I gruppi liberali, una percentuale oggi del tutto irrisoria, si suddividono, a loro volta, nei seguenti movimenti: 6 aprile;  25 jan; Kifaya, che letteralmente in arabo significa ‘basta’; Tahrir e i Socialist.

Il gigante umano, ossia piazza Tahrir che è il cuore della rivoluzione, si è vestito di verde. È questo il colore che richiama la propria appartenenza al gruppo dei fratelli musulmani. Le idee, di ispirazione occidentale, come democrazia e libertà, hanno lasciato il posto ai numeri reali che l’occidente non può continuare ignorare.

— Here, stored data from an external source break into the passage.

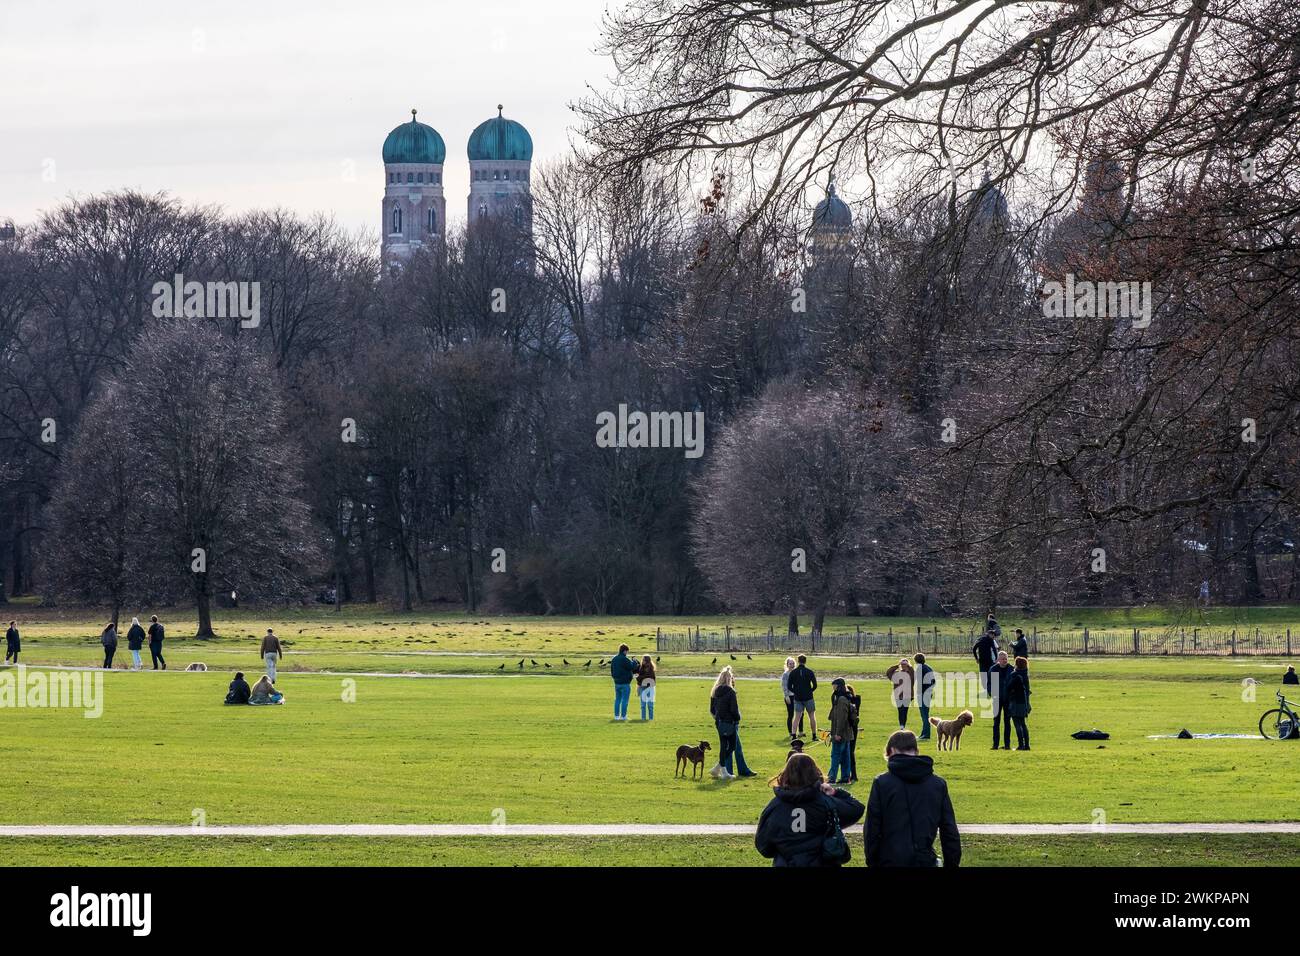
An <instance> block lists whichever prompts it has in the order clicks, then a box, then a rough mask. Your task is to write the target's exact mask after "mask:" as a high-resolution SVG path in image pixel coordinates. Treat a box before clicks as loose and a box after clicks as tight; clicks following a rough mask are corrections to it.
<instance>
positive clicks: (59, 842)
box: [3, 827, 1300, 866]
mask: <svg viewBox="0 0 1300 956" xmlns="http://www.w3.org/2000/svg"><path fill="white" fill-rule="evenodd" d="M850 843H852V845H853V860H852V861H850V862H849V866H862V865H863V853H862V829H861V827H854V831H853V832H852V834H850ZM649 849H650V848H649V847H647V844H646V842H645V840H640V839H637V840H629V839H623V838H606V836H601V838H594V839H569V838H563V836H545V838H543V836H528V838H506V839H503V838H499V836H477V838H464V839H448V838H439V839H429V840H424V839H407V838H378V839H376V838H364V839H363V838H356V836H335V838H325V839H309V838H294V836H289V838H279V839H274V840H266V839H253V838H243V836H233V838H188V836H187V838H177V839H151V838H140V839H103V838H100V839H72V840H69V839H43V838H30V839H29V838H22V839H16V840H9V842H8V843H6V844H5V847H4V856H3V864H4V865H8V866H248V865H266V864H274V865H278V866H768V865H770V862H768V861H767V860H763V858H762V857H761V856H758V853H755V852H754V844H753V840H750V839H749V838H719V836H705V838H698V836H697V838H690V839H682V838H659V839H655V842H654V847H653V852H649ZM962 865H963V866H1297V865H1300V835H1294V834H1286V835H1279V836H1269V838H1266V843H1262V842H1261V839H1260V838H1256V836H1248V835H1212V836H1201V835H1190V836H1130V835H1126V836H1109V838H1095V836H1053V838H1037V836H1028V838H1015V839H1008V838H997V836H963V838H962Z"/></svg>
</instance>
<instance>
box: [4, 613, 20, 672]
mask: <svg viewBox="0 0 1300 956" xmlns="http://www.w3.org/2000/svg"><path fill="white" fill-rule="evenodd" d="M19 650H22V637H21V635H19V633H18V622H17V620H10V622H9V628H8V630H6V631H5V632H4V662H5V663H9V661H10V659H13V662H14V663H18V652H19Z"/></svg>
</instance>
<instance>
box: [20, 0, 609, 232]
mask: <svg viewBox="0 0 1300 956" xmlns="http://www.w3.org/2000/svg"><path fill="white" fill-rule="evenodd" d="M604 7H606V1H604V0H465V1H463V3H458V1H455V0H381V1H380V3H359V1H352V3H341V1H333V3H331V1H330V0H324V1H321V0H315V1H312V3H305V1H303V0H224V1H222V3H211V1H209V0H200V1H194V0H187V1H186V3H175V1H174V0H173V3H166V1H160V0H129V1H127V3H104V0H55V1H51V0H44V1H43V3H35V1H32V0H3V3H0V65H3V70H4V82H0V220H4V219H13V220H14V221H17V222H19V224H21V222H30V221H32V220H34V219H35V217H36V215H38V213H39V212H40V211H43V209H49V208H51V207H53V206H56V204H57V203H59V202H60V200H62V199H65V198H66V196H69V195H72V194H77V195H87V194H92V193H101V191H104V190H110V189H120V187H127V186H130V187H136V189H142V190H147V191H159V190H166V191H168V193H170V194H173V195H175V196H178V198H179V199H182V200H183V202H186V203H218V204H221V206H224V207H226V208H227V209H230V211H244V209H251V208H264V207H272V206H283V207H287V208H291V209H294V211H296V212H300V213H304V215H305V213H312V212H317V211H321V212H326V213H331V215H334V216H335V217H337V219H338V220H339V222H342V224H343V225H344V226H347V228H350V229H367V230H369V232H373V233H374V235H376V237H377V235H378V216H380V212H378V211H380V199H381V196H382V191H383V164H382V160H381V159H380V148H381V146H382V144H383V138H385V137H386V135H387V133H389V130H391V129H393V127H394V126H396V125H398V124H400V122H403V121H408V120H409V118H411V109H412V108H416V109H419V111H420V114H419V118H420V121H421V122H428V124H429V125H432V126H433V127H434V129H437V130H438V133H441V134H442V138H443V140H445V142H446V144H447V161H446V165H445V166H443V185H445V190H446V196H447V212H448V216H450V217H451V219H452V222H455V221H456V220H458V219H463V217H464V204H465V195H467V193H468V190H469V176H468V161H467V160H465V142H467V139H468V138H469V133H471V130H472V129H473V127H474V126H477V125H478V124H480V122H482V121H484V120H486V118H489V117H491V116H495V113H497V103H503V104H504V107H506V116H507V117H511V118H515V120H519V121H520V122H523V124H524V125H525V126H526V127H528V130H529V133H532V137H533V147H534V148H533V163H534V165H536V164H537V163H538V161H542V163H545V161H546V160H550V159H555V157H558V156H560V155H563V153H564V152H565V151H567V148H568V143H569V140H571V137H572V126H573V124H575V117H573V113H572V112H571V109H569V104H571V103H573V101H575V100H577V99H580V98H582V96H584V95H585V94H586V87H588V86H593V87H601V86H603V85H604V82H606V78H607V77H608V74H610V72H611V70H612V65H611V64H610V62H608V61H607V60H604V59H601V57H597V56H595V53H594V52H593V49H594V47H595V44H597V42H598V35H599V22H601V14H602V13H603V10H604ZM51 176H52V179H53V181H48V179H49V178H51Z"/></svg>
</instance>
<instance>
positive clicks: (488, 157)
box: [468, 107, 533, 163]
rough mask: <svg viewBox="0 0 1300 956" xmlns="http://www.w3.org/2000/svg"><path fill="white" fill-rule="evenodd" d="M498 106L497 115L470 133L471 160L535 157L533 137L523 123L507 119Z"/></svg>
mask: <svg viewBox="0 0 1300 956" xmlns="http://www.w3.org/2000/svg"><path fill="white" fill-rule="evenodd" d="M500 109H502V108H500V107H497V116H494V117H493V118H491V120H487V121H486V122H482V124H478V127H477V129H476V130H474V131H473V133H471V134H469V148H468V152H469V160H471V161H474V160H524V161H525V163H526V161H530V160H532V159H533V138H532V137H530V135H528V130H525V129H524V125H523V124H519V122H515V121H513V120H507V118H506V117H504V116H502V114H500Z"/></svg>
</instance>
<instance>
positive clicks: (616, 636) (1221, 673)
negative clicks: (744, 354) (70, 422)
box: [0, 607, 1300, 865]
mask: <svg viewBox="0 0 1300 956" xmlns="http://www.w3.org/2000/svg"><path fill="white" fill-rule="evenodd" d="M1252 613H1253V611H1252ZM1288 613H1290V614H1292V615H1294V614H1295V611H1294V609H1288ZM43 615H44V617H43ZM18 617H19V618H21V620H22V624H21V626H22V628H23V662H25V663H27V665H38V666H39V665H82V666H85V665H94V663H98V661H99V659H100V650H99V646H98V641H96V637H95V636H94V635H95V633H96V628H95V626H94V623H92V620H91V618H90V617H88V615H86V614H85V613H79V614H78V613H75V611H65V610H61V609H57V610H56V609H42V607H31V609H23V610H22V611H19V614H18ZM1076 617H1084V613H1083V611H1079V613H1078V615H1076ZM265 620H266V619H264V618H257V617H256V615H255V614H252V613H250V611H239V613H238V614H234V615H230V614H227V615H224V617H222V618H220V619H218V628H220V630H221V632H222V633H224V635H225V636H222V637H220V639H217V640H212V641H195V640H177V639H175V637H173V639H169V641H168V648H166V654H168V659H169V663H170V670H169V671H168V672H165V674H161V672H157V674H156V672H152V671H146V672H143V674H134V672H125V671H122V670H114V671H113V672H110V674H107V675H104V691H105V705H104V715H103V717H101V718H99V719H86V718H83V717H82V714H81V711H78V710H52V709H0V761H3V765H4V767H5V770H6V773H5V774H3V775H0V823H172V825H175V823H182V825H187V823H190V822H191V818H192V816H191V814H192V813H194V810H198V809H201V810H203V812H204V813H205V814H207V821H208V823H211V825H218V823H282V822H283V823H289V822H300V823H364V822H386V823H443V822H446V823H487V822H491V821H493V814H494V812H495V810H498V809H500V810H504V813H506V819H507V822H512V823H549V822H580V823H601V822H664V823H680V822H703V823H710V822H716V823H753V822H755V821H757V818H758V814H759V812H761V809H762V806H763V805H764V803H766V801H767V799H768V796H770V792H768V790H767V787H766V784H764V778H755V779H750V780H745V782H733V783H716V782H714V780H705V782H698V780H697V782H692V780H680V779H673V775H672V767H673V750H675V749H676V747H677V745H679V744H681V743H694V741H697V740H699V739H707V740H710V743H711V744H712V745H714V747H716V736H715V731H714V728H712V724H711V721H710V719H708V713H707V688H708V683H707V680H705V679H701V678H706V676H711V675H714V674H716V670H718V667H719V666H722V665H723V663H732V665H733V666H735V669H736V671H737V672H738V674H740V675H742V676H750V678H767V679H766V680H744V682H741V684H740V688H738V691H740V702H741V709H742V713H744V722H742V731H741V736H742V740H744V744H745V753H746V757H748V758H749V762H750V763H751V765H753V766H754V769H755V770H759V771H761V773H762V774H764V777H766V775H768V774H774V773H775V771H776V770H777V769H779V767H780V765H781V763H783V762H784V757H785V752H787V745H785V741H784V735H783V722H784V708H783V705H781V701H780V696H779V691H777V688H776V684H775V680H772V678H775V675H776V674H779V671H780V667H781V661H783V659H784V653H783V654H755V656H754V657H753V659H750V657H749V656H746V654H737V656H736V657H737V659H736V661H731V656H729V654H722V656H716V657H719V659H718V662H716V663H715V662H714V657H715V656H714V654H676V656H673V654H666V656H662V661H660V663H659V669H660V675H662V678H663V679H662V680H660V684H659V693H658V696H659V700H658V705H656V717H658V719H656V721H655V722H654V723H651V724H642V723H640V722H638V721H636V719H633V721H630V722H629V723H625V724H621V723H614V722H612V721H610V710H611V698H612V692H611V687H610V680H608V676H607V674H606V672H604V671H602V670H601V669H599V667H597V662H598V661H599V659H602V658H604V657H607V656H608V653H610V650H612V649H614V648H615V646H616V645H617V643H619V641H624V640H625V641H628V643H629V644H632V645H633V649H634V650H637V652H653V645H654V627H655V619H625V618H620V619H615V618H608V619H594V618H588V619H573V618H563V619H551V618H536V619H533V618H491V619H487V618H474V617H469V615H464V614H460V615H455V614H447V615H428V614H425V615H417V617H412V618H404V617H395V615H387V614H383V613H380V611H376V610H373V609H360V610H359V609H348V611H347V613H346V614H344V615H342V619H339V618H338V617H333V615H331V613H330V611H328V610H325V609H315V607H311V609H305V610H302V611H294V613H292V614H290V613H287V611H281V613H277V617H272V618H269V622H270V623H272V624H273V626H274V627H276V628H277V631H278V632H279V633H281V636H282V637H286V639H289V640H290V641H292V644H291V646H290V648H289V656H287V658H286V661H285V662H283V665H282V674H283V678H282V680H281V682H279V683H281V688H282V689H283V691H285V693H286V696H287V698H289V702H287V704H286V705H285V706H282V708H224V706H222V705H221V698H222V696H224V693H225V688H226V683H227V682H229V676H230V671H233V670H235V669H240V670H244V671H246V672H248V674H250V675H252V674H256V672H259V671H260V661H259V659H257V657H256V649H257V639H256V637H250V635H259V633H260V632H261V631H263V630H264V628H265ZM662 620H671V619H662ZM476 622H480V623H476ZM481 622H486V623H481ZM692 623H694V619H693V622H692ZM716 623H718V626H719V627H720V623H722V622H720V619H719V622H716ZM733 623H736V622H733ZM758 623H761V622H755V623H754V626H755V628H757V627H758ZM863 623H867V622H863ZM1004 623H1006V622H1004ZM677 626H679V627H680V622H679V623H677ZM701 627H702V628H703V630H705V631H707V630H708V628H710V622H708V620H703V622H701ZM763 628H764V630H766V624H763ZM169 630H170V631H172V633H173V635H175V633H177V632H178V631H179V630H182V628H181V627H179V623H177V622H173V623H172V624H170V627H169ZM299 631H300V633H299ZM235 635H238V636H235ZM121 648H122V649H121V650H120V652H118V665H120V666H121V665H122V663H123V662H129V659H130V658H129V654H127V653H126V650H125V641H123V644H122V645H121ZM520 657H524V658H525V667H524V672H523V674H521V672H520V671H519V669H517V666H516V663H517V661H519V658H520ZM565 657H567V658H568V661H569V662H571V663H569V666H567V667H565V666H564V665H563V659H564V658H565ZM530 658H536V659H537V661H538V665H545V663H551V665H552V667H551V669H546V667H545V666H538V667H533V666H532V665H530V663H529V659H530ZM589 658H591V659H593V663H591V666H590V669H584V667H581V665H582V663H584V662H585V661H586V659H589ZM190 661H204V662H207V663H208V665H209V666H211V667H213V671H211V672H208V674H185V672H181V671H182V669H183V666H185V665H186V663H188V662H190ZM891 661H892V658H884V657H852V658H845V657H841V658H827V657H813V658H811V661H810V663H811V665H813V666H814V669H815V670H816V671H818V672H819V675H820V678H822V680H823V683H828V682H829V679H831V678H832V676H835V675H839V674H845V675H849V676H850V678H853V679H855V680H857V682H859V684H858V691H859V692H861V693H862V695H863V714H862V743H861V744H859V762H861V773H862V774H863V777H865V778H866V779H865V780H863V783H862V784H859V787H858V791H859V796H863V797H865V795H866V790H867V787H868V782H870V777H871V775H872V774H874V773H878V771H879V770H881V769H883V761H881V758H880V748H881V745H883V743H884V739H885V737H887V736H888V734H889V732H891V731H892V730H894V727H896V714H894V711H893V709H892V706H891V702H889V698H888V685H887V684H885V682H884V680H883V670H884V667H885V666H887V665H888V663H889V662H891ZM931 662H932V663H933V665H935V666H936V669H937V670H940V671H941V672H944V671H949V670H958V671H969V670H970V661H969V659H967V658H932V661H931ZM1283 663H1284V662H1282V661H1279V659H1265V658H1251V657H1243V658H1229V657H1210V658H1175V657H1169V658H1106V657H1061V658H1035V659H1034V662H1032V669H1034V676H1035V684H1034V689H1035V695H1034V715H1032V717H1031V721H1030V724H1031V730H1032V735H1034V750H1032V752H1030V753H1017V752H1011V753H1005V752H997V753H993V752H991V750H989V749H988V744H989V723H988V721H985V719H980V721H976V724H975V726H974V727H971V728H970V730H969V731H967V734H966V737H965V740H963V749H962V750H961V752H957V753H935V757H936V765H937V769H939V773H941V774H944V775H945V777H946V778H948V780H949V783H950V787H952V792H953V799H954V803H956V806H957V813H958V819H959V821H965V822H988V823H993V822H1071V823H1078V822H1092V821H1093V813H1095V810H1096V809H1101V810H1102V812H1105V814H1106V818H1108V819H1109V821H1110V822H1117V823H1118V822H1162V821H1286V819H1296V812H1295V809H1294V780H1295V778H1296V770H1297V766H1300V747H1294V745H1291V744H1288V743H1277V741H1258V740H1187V741H1184V740H1167V739H1164V740H1149V739H1148V735H1152V734H1175V732H1177V731H1178V730H1179V728H1182V727H1188V728H1190V730H1192V731H1197V732H1256V724H1257V722H1258V718H1260V714H1261V713H1262V711H1264V710H1265V709H1268V708H1269V706H1271V698H1273V689H1274V688H1275V687H1277V680H1278V678H1279V674H1281V670H1282V667H1283ZM502 665H504V666H506V670H504V672H502V671H500V670H498V669H499V667H500V666H502ZM146 667H148V657H147V654H146ZM367 672H376V674H387V675H398V674H404V672H406V674H412V675H432V674H445V675H463V678H461V679H458V678H450V676H448V678H428V679H422V678H417V676H412V678H400V676H355V678H351V679H350V678H346V676H344V675H346V674H357V675H361V674H367ZM474 675H478V678H480V679H476V678H474ZM1247 678H1253V679H1256V680H1260V682H1261V684H1260V687H1257V688H1244V687H1243V684H1242V682H1243V679H1247ZM348 682H355V702H346V701H344V700H343V696H344V695H343V692H344V689H346V688H347V687H350V685H351V684H350V683H348ZM1252 691H1253V692H1255V700H1248V697H1249V693H1251V692H1252ZM1297 696H1300V695H1297ZM819 704H820V705H822V706H823V708H824V706H826V704H827V693H826V692H822V693H819ZM634 709H636V700H633V717H636V710H634ZM956 709H957V708H954V706H949V708H936V713H937V714H940V715H946V714H950V713H952V711H953V710H956ZM911 726H913V727H914V728H915V727H917V726H918V724H917V714H915V711H913V715H911ZM1084 727H1101V728H1104V730H1108V731H1110V734H1112V735H1113V736H1112V740H1109V741H1106V743H1105V744H1102V745H1099V744H1096V743H1082V741H1075V740H1073V739H1070V736H1069V734H1070V732H1071V731H1075V730H1079V728H1084ZM811 752H813V753H814V756H815V757H816V758H818V761H819V762H820V763H822V765H823V767H824V766H826V761H827V757H828V754H827V753H826V747H824V745H820V744H819V745H815V747H813V748H811ZM927 752H931V753H933V750H931V749H928V745H927ZM497 839H499V838H491V839H487V840H407V839H400V840H377V842H368V840H360V839H356V838H337V839H330V840H308V839H302V840H299V839H278V840H272V842H266V840H221V843H220V844H218V843H214V842H209V840H204V839H201V838H199V839H190V838H186V839H178V840H169V842H165V844H164V842H159V840H127V839H122V840H43V839H42V840H16V842H13V843H6V844H5V848H6V853H8V851H10V849H13V852H14V853H17V857H14V856H12V855H9V856H6V858H8V860H10V861H13V860H14V858H31V860H36V858H40V860H48V861H64V862H77V861H83V860H95V858H104V860H108V861H121V862H149V861H160V860H161V855H174V861H175V862H205V861H211V862H225V861H226V857H225V856H222V855H226V853H233V852H237V851H238V852H248V853H252V852H257V853H261V852H265V851H264V849H261V847H264V845H272V847H276V848H278V849H277V851H276V856H277V860H279V861H287V862H324V861H333V860H335V855H337V858H338V860H341V861H351V860H355V861H359V862H370V861H377V862H383V861H382V860H372V858H370V857H369V856H367V855H369V853H370V852H372V851H369V849H365V844H367V843H374V845H376V847H377V848H381V849H383V851H385V852H387V853H390V855H391V861H393V862H472V861H476V860H480V858H481V860H482V861H491V862H532V861H549V862H555V864H564V862H569V861H578V860H588V861H591V862H595V861H608V862H628V861H629V860H625V858H624V857H625V856H628V855H630V856H633V857H634V856H636V853H634V852H633V851H629V849H627V848H625V845H624V844H620V843H619V840H615V839H599V840H590V842H589V840H581V842H573V840H565V839H560V838H537V840H506V842H495V840H497ZM741 843H744V844H745V847H748V842H745V840H742V842H741ZM1166 844H1167V845H1169V847H1171V851H1170V853H1171V855H1170V856H1169V857H1167V858H1162V857H1161V852H1162V851H1161V848H1162V847H1164V845H1166ZM971 845H972V847H974V848H978V847H983V848H984V852H985V853H987V855H985V856H984V857H983V860H984V861H987V862H1008V864H1013V865H1019V864H1048V865H1056V864H1063V862H1086V864H1088V865H1140V864H1143V862H1167V864H1179V865H1182V864H1193V862H1196V861H1197V860H1201V861H1212V860H1218V861H1221V862H1222V861H1227V858H1229V857H1230V856H1231V857H1232V858H1236V856H1239V857H1240V858H1242V860H1245V861H1253V862H1271V864H1288V862H1295V861H1296V845H1295V842H1294V840H1291V839H1290V838H1287V839H1282V838H1271V836H1270V838H1249V836H1248V838H1213V839H1203V838H1179V839H1177V840H1169V839H1166V838H1157V839H1154V840H1153V842H1145V843H1144V842H1143V840H1141V839H1139V838H1130V836H1125V838H1113V839H1104V840H1093V839H1092V838H1078V839H1076V838H1054V839H1036V838H1015V839H1001V840H992V839H989V838H978V839H976V838H972V843H971ZM164 847H165V848H164ZM662 847H663V848H662V849H660V844H658V843H656V845H655V849H654V855H653V860H641V862H662V864H679V862H680V864H690V862H694V861H698V862H710V864H712V862H719V864H723V862H732V861H733V860H732V856H733V855H735V851H736V844H735V842H731V840H725V839H722V840H719V839H712V838H710V839H706V840H677V842H672V840H669V842H663V843H662ZM585 848H589V849H585ZM281 852H282V853H283V855H285V856H283V857H281V856H279V853H281ZM974 852H975V851H974V849H972V853H974ZM96 853H99V855H101V856H99V857H96V856H95V855H96ZM25 855H32V856H30V857H29V856H25ZM83 855H88V856H83ZM104 855H107V856H104ZM421 855H424V856H421ZM1234 855H1235V856H1234ZM642 856H643V855H642ZM749 856H751V853H748V851H746V853H742V855H741V857H742V858H740V860H738V861H740V862H755V860H750V858H749ZM1075 857H1076V858H1075ZM979 860H980V857H979V856H972V858H971V862H978V861H979Z"/></svg>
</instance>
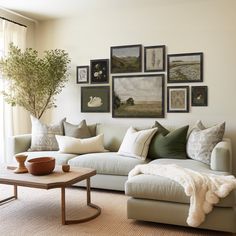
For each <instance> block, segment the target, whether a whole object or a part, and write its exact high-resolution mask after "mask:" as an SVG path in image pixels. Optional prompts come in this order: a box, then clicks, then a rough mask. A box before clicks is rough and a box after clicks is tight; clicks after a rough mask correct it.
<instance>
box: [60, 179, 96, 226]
mask: <svg viewBox="0 0 236 236" xmlns="http://www.w3.org/2000/svg"><path fill="white" fill-rule="evenodd" d="M86 181H87V205H88V206H89V207H91V208H94V209H96V212H95V213H94V214H93V215H91V216H89V217H85V218H81V219H78V220H66V201H65V187H62V188H61V222H62V224H63V225H69V224H78V223H83V222H86V221H89V220H92V219H94V218H96V217H97V216H99V215H100V214H101V208H100V207H99V206H97V205H95V204H92V203H91V195H90V192H91V191H90V178H88V179H87V180H86Z"/></svg>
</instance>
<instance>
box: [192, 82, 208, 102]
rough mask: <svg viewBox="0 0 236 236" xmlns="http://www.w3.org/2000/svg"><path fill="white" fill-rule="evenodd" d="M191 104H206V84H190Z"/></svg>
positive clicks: (206, 99) (206, 98)
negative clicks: (200, 85) (202, 85)
mask: <svg viewBox="0 0 236 236" xmlns="http://www.w3.org/2000/svg"><path fill="white" fill-rule="evenodd" d="M191 90H192V92H191V95H192V106H207V105H208V92H207V90H208V89H207V86H192V88H191Z"/></svg>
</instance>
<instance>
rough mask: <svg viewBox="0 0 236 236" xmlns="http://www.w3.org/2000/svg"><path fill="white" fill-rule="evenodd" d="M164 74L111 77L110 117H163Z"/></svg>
mask: <svg viewBox="0 0 236 236" xmlns="http://www.w3.org/2000/svg"><path fill="white" fill-rule="evenodd" d="M164 98H165V96H164V74H152V75H151V74H149V75H126V76H125V75H123V76H113V78H112V117H115V118H129V117H133V118H163V117H164V114H165V112H164V104H165V103H164Z"/></svg>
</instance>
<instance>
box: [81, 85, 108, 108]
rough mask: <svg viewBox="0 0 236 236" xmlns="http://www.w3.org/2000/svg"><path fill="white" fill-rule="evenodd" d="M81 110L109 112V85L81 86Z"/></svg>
mask: <svg viewBox="0 0 236 236" xmlns="http://www.w3.org/2000/svg"><path fill="white" fill-rule="evenodd" d="M81 112H110V86H89V87H81Z"/></svg>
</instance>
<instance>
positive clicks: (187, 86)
mask: <svg viewBox="0 0 236 236" xmlns="http://www.w3.org/2000/svg"><path fill="white" fill-rule="evenodd" d="M167 112H169V113H171V112H177V113H178V112H189V86H168V87H167Z"/></svg>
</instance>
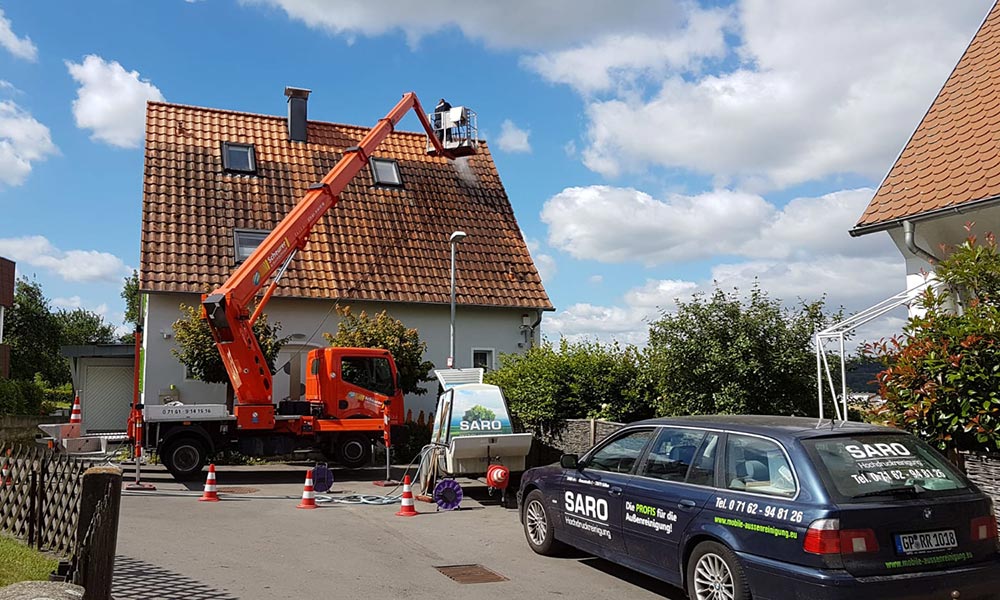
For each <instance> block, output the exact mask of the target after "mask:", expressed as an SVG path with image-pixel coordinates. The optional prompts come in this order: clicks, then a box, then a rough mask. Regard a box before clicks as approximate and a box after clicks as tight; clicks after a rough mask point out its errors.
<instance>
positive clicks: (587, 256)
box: [541, 185, 774, 265]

Gli islamisti sono la maggioranza nel paese e vogliono mettere il loro cappello sulla rivoluzione.

Piazza Tahrir è gremita di uomini con barba lunga e tuniche bianche: gli indumenti di stampo islamista. E di poche donne quasi tutte coperte dalla testa ai piedi. Le vie del centro sono completamente invase: c’è chi prega con il proprio tappetino rivolto alla Mecca, chi parla animatamente di politica e chi dorme sul ciglio dei marciapiedi. Per molti di loro il viaggio è iniziato stamattina alla’alba.

I Fratelli musulmani hanno infatti organizzato dei pullman partiti alle 4 di questa mattina dalle principali città egiziane. E di certo non mancano i soldi, che sono loro forniti dai maggiori alleati in Medio Oriente, ossia dall’Arabia Saudita. Un paese che finanzia i Fratelli musulmani con una somma pari a 5 miliardi di dollari. Lo sostiene Adel Hamoda, giornalista di Al Fagr ( ‘l’alba’), quotidiano indipendente degli emirati arabi. Di fatto per mettere in piedi una manifestazione, come quella di oggi al Cairo, così capillare e assolutamente organizzata, servono soldi, e non pochi.

I gruppi liberali, pieni di entusiasmo e ardentemente vogliosi di democrazia, dovranno ora fare i conti la realtà: il dopo Mubarak potrebbe essere una dittatura islamista camuffata da democrazia.